L’ampiezza e l’approfondimento dello studio e delle indagini che ne costituiscono la base devono essere commisurati all’importanza del problema e al livello di progettazione. Deve in ogni caso essere definita una piena di progetto caratterizzata da un tempo di ritorno Tr pari a 200 anni (Tr = 200). (La piena del 15 settembre 2022 nel centro della città è stata di 385 mc/sec. – Con tempi di ritorno di 200 anni la quantità di acqua che il Misa può portare una volta può raggiungere i  900 mc/sec, due volte i 700 mc/sec.
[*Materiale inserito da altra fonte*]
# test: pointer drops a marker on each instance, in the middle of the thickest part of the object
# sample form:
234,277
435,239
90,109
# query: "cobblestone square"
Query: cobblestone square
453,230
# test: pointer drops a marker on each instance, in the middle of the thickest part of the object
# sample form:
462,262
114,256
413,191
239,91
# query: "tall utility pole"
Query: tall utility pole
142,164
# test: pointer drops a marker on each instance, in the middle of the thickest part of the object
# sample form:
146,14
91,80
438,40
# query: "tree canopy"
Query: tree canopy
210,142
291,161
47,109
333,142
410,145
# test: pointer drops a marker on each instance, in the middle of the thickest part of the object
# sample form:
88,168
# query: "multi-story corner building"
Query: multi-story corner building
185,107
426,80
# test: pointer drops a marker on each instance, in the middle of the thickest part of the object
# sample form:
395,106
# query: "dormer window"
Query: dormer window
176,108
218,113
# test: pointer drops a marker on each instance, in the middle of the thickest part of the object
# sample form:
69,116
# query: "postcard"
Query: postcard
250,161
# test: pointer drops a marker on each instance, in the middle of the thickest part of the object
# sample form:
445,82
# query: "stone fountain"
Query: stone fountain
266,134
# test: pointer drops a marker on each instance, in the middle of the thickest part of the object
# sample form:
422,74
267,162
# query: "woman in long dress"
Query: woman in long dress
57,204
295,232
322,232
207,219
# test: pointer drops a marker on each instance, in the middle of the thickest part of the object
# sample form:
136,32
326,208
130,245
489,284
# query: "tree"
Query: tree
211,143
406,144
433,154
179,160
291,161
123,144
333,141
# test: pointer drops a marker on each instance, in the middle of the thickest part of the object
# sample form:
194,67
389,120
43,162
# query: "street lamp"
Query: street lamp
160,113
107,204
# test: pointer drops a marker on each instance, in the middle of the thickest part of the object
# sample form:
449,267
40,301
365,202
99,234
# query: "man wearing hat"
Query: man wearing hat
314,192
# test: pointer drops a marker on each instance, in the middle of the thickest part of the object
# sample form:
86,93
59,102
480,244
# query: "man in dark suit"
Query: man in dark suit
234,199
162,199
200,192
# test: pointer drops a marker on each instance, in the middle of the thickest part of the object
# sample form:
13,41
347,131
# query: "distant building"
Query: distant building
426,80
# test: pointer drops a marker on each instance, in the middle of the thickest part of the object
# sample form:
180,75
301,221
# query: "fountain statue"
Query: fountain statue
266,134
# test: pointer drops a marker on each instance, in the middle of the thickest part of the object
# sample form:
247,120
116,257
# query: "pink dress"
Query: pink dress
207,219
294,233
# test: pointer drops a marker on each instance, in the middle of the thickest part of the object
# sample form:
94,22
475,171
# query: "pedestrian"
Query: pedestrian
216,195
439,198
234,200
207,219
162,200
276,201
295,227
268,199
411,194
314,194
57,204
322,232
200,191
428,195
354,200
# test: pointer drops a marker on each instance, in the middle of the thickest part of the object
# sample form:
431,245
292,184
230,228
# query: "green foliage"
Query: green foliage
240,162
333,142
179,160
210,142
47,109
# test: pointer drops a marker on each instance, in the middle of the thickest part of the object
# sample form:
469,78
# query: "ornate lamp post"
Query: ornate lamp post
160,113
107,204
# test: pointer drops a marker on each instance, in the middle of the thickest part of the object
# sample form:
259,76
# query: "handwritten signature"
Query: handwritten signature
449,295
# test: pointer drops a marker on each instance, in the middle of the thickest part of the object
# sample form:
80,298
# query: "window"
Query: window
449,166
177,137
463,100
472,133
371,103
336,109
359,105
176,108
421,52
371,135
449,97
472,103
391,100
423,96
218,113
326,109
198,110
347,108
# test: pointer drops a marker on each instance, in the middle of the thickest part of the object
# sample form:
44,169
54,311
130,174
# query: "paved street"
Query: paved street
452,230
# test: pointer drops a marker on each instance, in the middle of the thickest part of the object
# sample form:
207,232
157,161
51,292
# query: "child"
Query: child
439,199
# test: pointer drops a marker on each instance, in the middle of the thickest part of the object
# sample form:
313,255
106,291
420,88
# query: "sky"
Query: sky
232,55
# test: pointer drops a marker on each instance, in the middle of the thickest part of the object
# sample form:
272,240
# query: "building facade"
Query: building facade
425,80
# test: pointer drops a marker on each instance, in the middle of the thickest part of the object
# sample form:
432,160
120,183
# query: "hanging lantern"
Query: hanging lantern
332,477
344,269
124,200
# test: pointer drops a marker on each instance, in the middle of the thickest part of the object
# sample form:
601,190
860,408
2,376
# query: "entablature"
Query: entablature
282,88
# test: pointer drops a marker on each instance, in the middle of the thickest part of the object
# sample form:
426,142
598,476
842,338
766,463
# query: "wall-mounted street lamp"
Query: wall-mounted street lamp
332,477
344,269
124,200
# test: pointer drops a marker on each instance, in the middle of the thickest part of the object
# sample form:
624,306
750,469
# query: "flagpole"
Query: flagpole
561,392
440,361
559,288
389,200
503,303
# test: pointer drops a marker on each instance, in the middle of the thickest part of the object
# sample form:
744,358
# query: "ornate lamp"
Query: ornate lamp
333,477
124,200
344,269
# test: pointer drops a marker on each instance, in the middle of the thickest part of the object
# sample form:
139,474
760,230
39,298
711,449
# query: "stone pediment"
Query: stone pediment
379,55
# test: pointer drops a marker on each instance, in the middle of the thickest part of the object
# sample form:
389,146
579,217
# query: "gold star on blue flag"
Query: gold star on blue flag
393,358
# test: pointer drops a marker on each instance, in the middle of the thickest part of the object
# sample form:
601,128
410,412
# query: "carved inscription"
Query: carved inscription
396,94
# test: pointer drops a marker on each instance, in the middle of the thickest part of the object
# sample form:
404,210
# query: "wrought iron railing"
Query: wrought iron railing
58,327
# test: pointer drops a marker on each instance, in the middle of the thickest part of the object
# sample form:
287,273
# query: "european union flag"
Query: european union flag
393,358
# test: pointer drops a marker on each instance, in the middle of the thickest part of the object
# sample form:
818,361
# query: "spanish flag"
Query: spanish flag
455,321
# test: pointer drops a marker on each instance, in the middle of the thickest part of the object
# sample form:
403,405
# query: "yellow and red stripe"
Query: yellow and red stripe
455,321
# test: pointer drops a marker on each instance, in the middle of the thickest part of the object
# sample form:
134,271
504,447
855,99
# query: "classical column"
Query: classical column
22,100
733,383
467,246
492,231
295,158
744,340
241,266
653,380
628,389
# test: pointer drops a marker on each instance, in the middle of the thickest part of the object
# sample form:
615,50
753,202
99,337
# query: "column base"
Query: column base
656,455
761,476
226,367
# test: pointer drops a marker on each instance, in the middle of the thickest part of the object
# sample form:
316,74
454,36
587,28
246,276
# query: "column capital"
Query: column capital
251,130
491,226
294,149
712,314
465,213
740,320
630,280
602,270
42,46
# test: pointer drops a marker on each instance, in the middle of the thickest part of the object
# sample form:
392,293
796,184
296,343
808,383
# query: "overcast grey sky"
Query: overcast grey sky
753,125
ALLEGATO 2 )

Coerentemente al livello di progettazione, lo studio di compatibilità idraulica deve riportare:

– l’analisi idrologica degli eventi di massima piena e stima della loro frequenza probabile;
– la definizione della scala delle portate nelle condizioni attuali, di progetto, e nelle diverse fasi costruttive previste, corredata dal calcolo del profilo di rigurgito indotto dalla presenza delle opere in alveo, tenendo conto della possibile formazione di ammassi di detriti galleggianti;
– la valutazione dello scavo localizzato con riferimento alle forme ed alle dimensioni di pile, spalle e relative fondazioni, nonché di altre opere in alveo provvisionali e definitive, tenendo conto della possibile formazione di ammassi di detriti galleggianti oltre che dei fenomeni erosivi generalizzati conseguenti al restringimento d’alveo;
– Il manufatto non dovrà interessare con spalle, pile e rilevati la sezione del corso d’acqua interessata dalla piena di progetto e, se arginata, i corpi arginali.
– In tutti gli altri casi deve essere richiesta l’autorizzazione all’Autorità competente, che si esprime previo parere del Consiglio Superiore dei Lavori Pubblici.
– Il franco idraulico, definito come la distanza fra la quota liquida di progetto immediatamente a monte del ponte e l’intradosso delle strutture, è da assumersi non inferiore a 1,50 m, e comunque dovrà essere scelto tenendo conto di considerazioni e previsioni sul trasporto solido di fondo e sul trasporto di materiale galleggiante, garantendo una adeguata distanza fra l’intradosso delle strutture e il fondo alveo.
– Il franco idraulico necessario non può essere ottenuto con il sollevamento del ponte durante la piena.